When a young man enters a house of secrets, he discovers the Sartrean maxim, “Hell is other peo8le.” Celebrated intellectual Susan Sontag’s 1969 film debut ventures into enigmatic, perilous mind games between two couples, functioning on one hand as an artsy 1960s curio, and on another as an intriguing premonition of the shifty age we inhabit now.
Fifteen years after her death, cognoscenti still debate Sontag’s literary output, cultural influence, and even her hairdo, so Duet for Cannibals will likely fall under the same scrutiny. The film can be initially hard going. Shot in a crisp Bergman-esque black-and-white, it unfolds at times like a stage play. Dialogue in Swedish, slips into fantasy, and longueurs where the actors seem unsure what to do may test some viewers’ patience. But sticking with this oddly insinuating psychological semi-thriller offers an atmospheric pull and plenty of ideas to chew over.

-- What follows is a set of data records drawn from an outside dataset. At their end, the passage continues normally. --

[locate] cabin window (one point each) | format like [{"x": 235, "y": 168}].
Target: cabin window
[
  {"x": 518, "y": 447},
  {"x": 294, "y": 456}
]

Tomas (Gösta Ekman) has just taken a job as an archivist and aide to Artur Bauer (Lars Ekborg), a German leftist leader in exile who insists that Tomas live with him and his wife, Francesca (Adriana Asti), for the duration of their project. Strange incidents start to take place in the couple’s comfortably bourgeois home. Bauer bedevils Tomas with high-handed, contradictory instructions. Part Circe, part sphinx, Francesca leads Tomas on in moody teases, tacitly approved or abruptly shot down by her husband. Tension, frustration, and puzzlement mount as Tomas is inveigled deeper into the pair’s dramas. Tomas’s gamine girlfriend Ingrid (Agneta Ekmanner) sensibly insists that he extricate himself from the bizarre ménage. But can she withstand the consuming force field of this household herself?
Duet leavens heavy Scandinavian-style symbolism with moments of deadpan humor and absurdity. The film’s tastefully minimalist interiors, allusions to Simone de Beauvoir and Ho Chi Minh, and a certain awkward balance of staginess and capriciousness in the performances—Asti’s particularly—root it firmly in the 1960s. In an unwelcome throwback, so do several scenes of men straightening out wayward women with manly slaps.
At the same time, Duet offers prescient peeks at our own era of surveillance, voyeurism, and identity-switching. The stress of living in a controlled environment rings emotionally true, an episode of Stockholm syndrome less so, but it’s chilling in its own weird way anyhow. When Death appears, it could be a final reckoning—or a final ruse. Opaque, allegorical, and sometimes unnerving, Sontag’s film will reward the viewer who allows ideas to circulate and then settle in unexpected ways.